I take my kids (16 and 18) to all sorts of theatre. They are becoming quite informed theatre goers, simply through having seen things they like and don't like and comparing those experiences and thinking about them. They think theatre is hip, that it's a place to go when you want something exciting and interesting to happen. That seems to me to be a good beginning. But, in this way if not in others, they are very privileged kids. They know more about contemporary theatre as audience members than their drama teachers do, and I do find that a tad depressing.

Anonymous said...

What makes someone buy a ticket to go and see a play?

A question with no substantive answer. It's all guess work unless you focus the question personally. The difficulty lies in that artists are simply not like civilians. Our reasons for buying the ticket and seeing the play will almost never be in line with the rationale of the 'regular' person.

Is your audience different from someone else's?

I think this depends on the specific piece produced.

Right now, in Chicago, the Chopin Theatre is producing Tango by S.Mrozek which, from my understanding, is considered the Polish Death of a Salesman. The consequence has been that their audience has been both packed and predominantly Polish. In this case, their audience is different than the audience of Wicked.

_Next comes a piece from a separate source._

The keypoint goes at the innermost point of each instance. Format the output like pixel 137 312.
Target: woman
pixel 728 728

How does a contemporary individual "see" a play, as opposed to an individual whelped on radio?

Honestly, I have no clue.

Do you think of the audience when you write or direct or act?

I direct for myself. I am the only person I can rely upon for an honest reaction - as a director, I look to make sure the end product is something I would spend time and money seeing - anything apart from that becomes empty speculation. The same can be said as a writer.

Likewise, as an actor, my performance is focused on pleasing the director, not the audience. If my performance is in line with the director's vision and the director has enough insight and is a part of the community that sees the play, all is well.

Do you actually like "the audience" and "the crowd?"

Depends on the show. When we (WNEP Theater) produce something a bit more on the side of 'difficult' or 'provocative', I generally love those crowds. When we produce shows with a more directly populist appeal, I find that the crowd is a bit alien to me - that they're not people I fit in with.

I'm not sure the term 'like' fits my perspective - I don't like most people (especially in crowds).

I hear a lot of talk about shaking up the crowd, etc. It sometimes feels like we view art as a cure to some sickness "the audience" suffers from.
Is the artist intended to impose his imagination on the spectators, or inspire the imagination of the spectators?


I believe the best work out there accomplishes both ends - one the one hand, providing the audience with a worldview that is unlike anything they imagined on their own and on the other hand inspiring them to expand their worldview on their own.

THE ARTIST SAYS: "Here is a way of looking at the world. Do you see it?"
THE AUDIENCE RESPONDS: "I didn't before now, but I will from now on."

What is the difference between "the audience" and "the spectators?"

Spectators contribute nothing to the process. An audience for a film is comprised of spectators because their reaction has no influence on the piece and it's performance. An audience is a part of the conversation and will subtlely change the tone of the individual performances throughout the performance of the piece.

I believe that the focus on creating 'hits' and performing in huge auditoriums denies the essence of theater. As soon as a play loses the intimacy required to hold a two-way conversation with the audience, it loses the one thing that genuinely separates theater from all other artistic pursuits.